Table of Contents
Medical history is very important as well as medication, because drugs may be toxic to the eye or precipitate glaucoma. Examination consists of looking at the eyes, comparing the size of the pupils, and looking for any abnormality of shape of the pupils or clarity of the eyes. It is also important to know if pupils respond equally and briskly to light and accommodation, and if the external ocular movements are full. The doctor will probably check visual acuity. Exact previous visual acuity will probably not be on record but note the strength of spectacles if worn. One of the steps is to use the ophthalmoscope to check the anterior segment for discharge, vascular injection, or swelling and make sure the corneal reflection is clear and free of irregularities.
For diagnosis it is extremely important to know if there is blood (hyphema) or pus (hypopyon) in the anterior chamber. In some cases doctor will suspect the cause of blurred vision is a cataract. To get exact diagnosis it is helpful to check the blood pressure and check urine for glucose, examine the pulse for atrial fibrillation, and listen for any carotid bruit.

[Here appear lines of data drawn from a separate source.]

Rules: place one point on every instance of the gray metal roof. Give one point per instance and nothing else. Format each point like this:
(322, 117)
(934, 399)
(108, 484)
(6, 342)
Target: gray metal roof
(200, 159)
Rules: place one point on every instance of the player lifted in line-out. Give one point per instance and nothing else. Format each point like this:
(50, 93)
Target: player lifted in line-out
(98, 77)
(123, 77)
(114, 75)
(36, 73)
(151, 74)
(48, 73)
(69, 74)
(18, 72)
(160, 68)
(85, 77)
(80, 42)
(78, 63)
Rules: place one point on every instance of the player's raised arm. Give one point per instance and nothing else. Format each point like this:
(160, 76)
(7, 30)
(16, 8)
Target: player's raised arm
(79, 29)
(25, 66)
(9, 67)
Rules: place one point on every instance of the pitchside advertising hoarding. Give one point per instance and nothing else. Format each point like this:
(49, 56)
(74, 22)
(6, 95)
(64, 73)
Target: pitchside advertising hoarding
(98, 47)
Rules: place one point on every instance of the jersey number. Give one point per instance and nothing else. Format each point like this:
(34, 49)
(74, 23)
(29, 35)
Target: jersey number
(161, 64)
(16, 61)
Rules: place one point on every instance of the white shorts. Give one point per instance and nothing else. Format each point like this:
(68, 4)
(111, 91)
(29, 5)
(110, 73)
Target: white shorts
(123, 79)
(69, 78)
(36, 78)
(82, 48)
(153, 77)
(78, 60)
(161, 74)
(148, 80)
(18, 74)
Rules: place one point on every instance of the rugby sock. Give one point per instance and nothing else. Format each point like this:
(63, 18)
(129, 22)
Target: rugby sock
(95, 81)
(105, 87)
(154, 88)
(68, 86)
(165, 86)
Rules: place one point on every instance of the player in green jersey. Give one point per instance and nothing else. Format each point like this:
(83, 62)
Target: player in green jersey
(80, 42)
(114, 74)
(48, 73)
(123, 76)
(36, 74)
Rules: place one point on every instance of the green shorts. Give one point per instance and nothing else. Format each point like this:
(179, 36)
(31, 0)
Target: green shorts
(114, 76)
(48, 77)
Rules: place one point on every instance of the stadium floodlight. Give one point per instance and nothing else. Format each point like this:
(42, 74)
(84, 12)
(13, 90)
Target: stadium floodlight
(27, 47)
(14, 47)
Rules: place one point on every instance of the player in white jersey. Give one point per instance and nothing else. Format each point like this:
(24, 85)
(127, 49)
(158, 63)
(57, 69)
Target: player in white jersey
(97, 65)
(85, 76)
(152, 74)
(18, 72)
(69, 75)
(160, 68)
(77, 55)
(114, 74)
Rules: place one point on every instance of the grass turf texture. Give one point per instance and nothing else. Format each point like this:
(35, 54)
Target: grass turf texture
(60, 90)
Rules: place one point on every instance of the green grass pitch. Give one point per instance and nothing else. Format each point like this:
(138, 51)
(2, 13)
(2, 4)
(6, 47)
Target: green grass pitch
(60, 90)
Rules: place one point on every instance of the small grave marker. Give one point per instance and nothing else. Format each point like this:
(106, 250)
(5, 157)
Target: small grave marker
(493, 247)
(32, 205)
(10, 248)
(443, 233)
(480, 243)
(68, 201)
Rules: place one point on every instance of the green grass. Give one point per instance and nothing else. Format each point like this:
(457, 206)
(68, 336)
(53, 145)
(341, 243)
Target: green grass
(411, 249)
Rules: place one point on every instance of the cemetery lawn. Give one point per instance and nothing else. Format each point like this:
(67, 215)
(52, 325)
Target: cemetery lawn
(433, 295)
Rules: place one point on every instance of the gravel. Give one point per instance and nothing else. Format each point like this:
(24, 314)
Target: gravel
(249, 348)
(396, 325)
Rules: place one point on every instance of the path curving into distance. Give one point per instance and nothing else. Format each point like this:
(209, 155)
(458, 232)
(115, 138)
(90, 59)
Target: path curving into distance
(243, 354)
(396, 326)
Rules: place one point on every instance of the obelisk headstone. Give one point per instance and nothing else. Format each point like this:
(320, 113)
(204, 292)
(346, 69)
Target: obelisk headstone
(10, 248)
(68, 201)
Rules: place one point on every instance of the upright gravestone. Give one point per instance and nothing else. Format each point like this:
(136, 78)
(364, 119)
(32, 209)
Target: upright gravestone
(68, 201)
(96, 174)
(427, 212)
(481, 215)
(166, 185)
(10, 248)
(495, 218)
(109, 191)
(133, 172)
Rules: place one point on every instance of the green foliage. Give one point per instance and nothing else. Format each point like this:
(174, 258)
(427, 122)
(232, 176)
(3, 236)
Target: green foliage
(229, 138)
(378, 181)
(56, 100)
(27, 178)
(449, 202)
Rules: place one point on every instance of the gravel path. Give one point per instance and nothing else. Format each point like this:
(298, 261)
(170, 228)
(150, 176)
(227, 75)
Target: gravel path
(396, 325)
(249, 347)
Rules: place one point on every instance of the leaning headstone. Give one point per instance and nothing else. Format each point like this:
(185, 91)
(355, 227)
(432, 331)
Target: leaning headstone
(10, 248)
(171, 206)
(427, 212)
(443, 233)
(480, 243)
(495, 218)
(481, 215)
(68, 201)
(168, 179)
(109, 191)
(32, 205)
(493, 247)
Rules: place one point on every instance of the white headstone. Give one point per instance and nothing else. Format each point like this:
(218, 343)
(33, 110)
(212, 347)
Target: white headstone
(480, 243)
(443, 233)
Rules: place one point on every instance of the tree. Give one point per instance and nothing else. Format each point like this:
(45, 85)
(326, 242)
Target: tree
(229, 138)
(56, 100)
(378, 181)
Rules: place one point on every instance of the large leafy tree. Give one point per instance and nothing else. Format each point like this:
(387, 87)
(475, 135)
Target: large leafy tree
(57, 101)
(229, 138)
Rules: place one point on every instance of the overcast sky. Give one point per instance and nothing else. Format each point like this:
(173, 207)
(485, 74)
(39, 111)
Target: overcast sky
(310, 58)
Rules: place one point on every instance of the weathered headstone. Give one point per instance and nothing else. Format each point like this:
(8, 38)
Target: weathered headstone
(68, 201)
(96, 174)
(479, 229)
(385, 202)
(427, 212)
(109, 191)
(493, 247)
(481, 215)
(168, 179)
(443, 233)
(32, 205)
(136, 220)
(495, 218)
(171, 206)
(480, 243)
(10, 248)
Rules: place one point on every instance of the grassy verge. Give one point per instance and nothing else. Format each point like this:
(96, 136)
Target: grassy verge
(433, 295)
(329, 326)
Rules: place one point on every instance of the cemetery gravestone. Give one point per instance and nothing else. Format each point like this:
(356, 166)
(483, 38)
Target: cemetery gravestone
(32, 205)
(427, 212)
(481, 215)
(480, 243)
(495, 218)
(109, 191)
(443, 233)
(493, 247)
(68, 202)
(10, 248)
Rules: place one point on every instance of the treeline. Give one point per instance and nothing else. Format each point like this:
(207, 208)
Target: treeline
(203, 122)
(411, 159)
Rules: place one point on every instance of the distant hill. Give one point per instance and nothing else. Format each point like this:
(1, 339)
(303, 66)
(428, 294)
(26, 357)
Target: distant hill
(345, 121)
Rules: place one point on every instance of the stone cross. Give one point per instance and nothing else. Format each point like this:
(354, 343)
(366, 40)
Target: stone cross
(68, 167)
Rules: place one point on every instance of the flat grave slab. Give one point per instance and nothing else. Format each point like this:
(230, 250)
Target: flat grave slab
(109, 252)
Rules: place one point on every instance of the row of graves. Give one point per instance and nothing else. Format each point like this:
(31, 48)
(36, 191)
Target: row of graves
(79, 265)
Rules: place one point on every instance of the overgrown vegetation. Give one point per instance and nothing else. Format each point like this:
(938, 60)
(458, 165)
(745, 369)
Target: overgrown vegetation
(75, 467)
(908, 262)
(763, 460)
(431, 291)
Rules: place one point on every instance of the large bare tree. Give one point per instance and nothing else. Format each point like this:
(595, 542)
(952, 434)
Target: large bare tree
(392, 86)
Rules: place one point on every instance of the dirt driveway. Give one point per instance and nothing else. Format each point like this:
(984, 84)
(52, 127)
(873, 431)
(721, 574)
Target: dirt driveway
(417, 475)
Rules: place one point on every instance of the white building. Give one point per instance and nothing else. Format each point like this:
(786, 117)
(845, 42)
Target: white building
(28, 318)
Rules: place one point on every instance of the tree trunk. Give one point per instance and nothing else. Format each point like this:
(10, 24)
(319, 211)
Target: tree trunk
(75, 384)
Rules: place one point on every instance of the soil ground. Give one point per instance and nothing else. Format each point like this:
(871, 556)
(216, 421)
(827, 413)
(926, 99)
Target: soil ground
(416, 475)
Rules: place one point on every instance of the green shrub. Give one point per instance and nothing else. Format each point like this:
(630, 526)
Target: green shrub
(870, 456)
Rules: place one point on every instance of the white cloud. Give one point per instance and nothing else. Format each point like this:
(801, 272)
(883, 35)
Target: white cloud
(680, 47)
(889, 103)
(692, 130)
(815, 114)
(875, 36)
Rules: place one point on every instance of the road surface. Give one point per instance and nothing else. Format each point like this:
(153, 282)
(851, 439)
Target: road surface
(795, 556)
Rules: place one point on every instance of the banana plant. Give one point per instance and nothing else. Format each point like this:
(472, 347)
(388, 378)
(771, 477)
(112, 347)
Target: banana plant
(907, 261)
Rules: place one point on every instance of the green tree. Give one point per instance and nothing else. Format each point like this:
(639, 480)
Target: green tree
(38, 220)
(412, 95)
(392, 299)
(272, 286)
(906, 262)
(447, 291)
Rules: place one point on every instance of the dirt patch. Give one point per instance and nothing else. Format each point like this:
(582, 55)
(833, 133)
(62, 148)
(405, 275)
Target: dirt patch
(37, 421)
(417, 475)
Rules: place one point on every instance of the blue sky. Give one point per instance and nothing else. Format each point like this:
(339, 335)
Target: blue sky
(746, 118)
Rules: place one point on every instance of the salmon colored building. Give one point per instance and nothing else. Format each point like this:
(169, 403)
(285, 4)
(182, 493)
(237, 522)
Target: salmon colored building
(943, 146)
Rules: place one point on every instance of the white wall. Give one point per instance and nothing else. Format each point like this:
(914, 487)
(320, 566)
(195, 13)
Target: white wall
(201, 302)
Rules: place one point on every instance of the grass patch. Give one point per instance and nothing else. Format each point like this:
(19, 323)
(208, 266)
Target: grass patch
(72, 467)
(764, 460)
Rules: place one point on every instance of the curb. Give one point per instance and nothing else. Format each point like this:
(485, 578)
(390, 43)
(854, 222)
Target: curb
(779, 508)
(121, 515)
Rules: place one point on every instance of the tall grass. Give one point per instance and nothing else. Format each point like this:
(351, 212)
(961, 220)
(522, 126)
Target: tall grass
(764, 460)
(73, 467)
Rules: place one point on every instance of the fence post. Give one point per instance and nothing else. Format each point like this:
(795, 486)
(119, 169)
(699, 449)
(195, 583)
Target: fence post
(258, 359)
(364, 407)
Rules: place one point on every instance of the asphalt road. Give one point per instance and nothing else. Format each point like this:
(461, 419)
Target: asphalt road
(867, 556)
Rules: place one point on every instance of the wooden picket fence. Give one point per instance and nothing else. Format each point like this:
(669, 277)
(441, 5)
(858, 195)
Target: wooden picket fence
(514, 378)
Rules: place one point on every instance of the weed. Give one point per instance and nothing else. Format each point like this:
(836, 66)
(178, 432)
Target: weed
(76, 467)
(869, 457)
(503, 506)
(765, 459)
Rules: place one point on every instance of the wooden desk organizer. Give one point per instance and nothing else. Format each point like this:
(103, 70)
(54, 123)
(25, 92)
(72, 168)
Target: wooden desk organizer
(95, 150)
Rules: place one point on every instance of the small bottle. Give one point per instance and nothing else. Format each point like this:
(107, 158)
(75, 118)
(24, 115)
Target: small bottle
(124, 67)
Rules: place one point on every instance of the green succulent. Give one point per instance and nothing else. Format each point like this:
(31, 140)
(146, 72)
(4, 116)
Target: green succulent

If the fovea or macula is affected there will be a dramatic loss of vision. Investigation will depend upon what is suspected; it may require urgent (on the same day) referral to an ophthalmologist for slit lamp examination and a definitive diagnosis. Differential diagnosis means it is helpful to divide into unilateral and bilateral, including homonymous, sudden and gradual in onset, and painful and painless. In addition, glaucoma may affect both eyes but usually only one at a time has an acute attack. Giant cell arteritis may affect one eye initially and immediate starting of steroids is essential to protect the other eye, and chemicals or foreign bodies in the eye may be unilateral or bilateral. Unilateral, sudden and painful are often associated with a painful red eye, which could be corneal abrasion or infection, anterior uveitis, traumatic hyphema, or acute glaucoma. There may even be prostration and vomiting as well. Giant cell or temporal arteritis may be associated with a painful or tender head but the eye is not usually painful and there is usually a complete unilateral loss of vision rather than a complaint of blurred vision. Some people get a typical migraine prodrome without a following headache and it is usually unilateral but may progress to be homonymous. Blurred vision can be part of a toxic illness, which is apparent the patient that is pyrexial and unwell. There will probably be a history of welding a number of hours earlier with inadequate protection and often the patient will offer the diagnosis on its own. It is interesting that drugs like steroids and anticholinergics can also have similar effects. Cerebrovascular disease may lead to damage to the visual pathways and optic cortex. Because of that, there may or may not be macular sparing associated with visual disturbance that is often homonymous.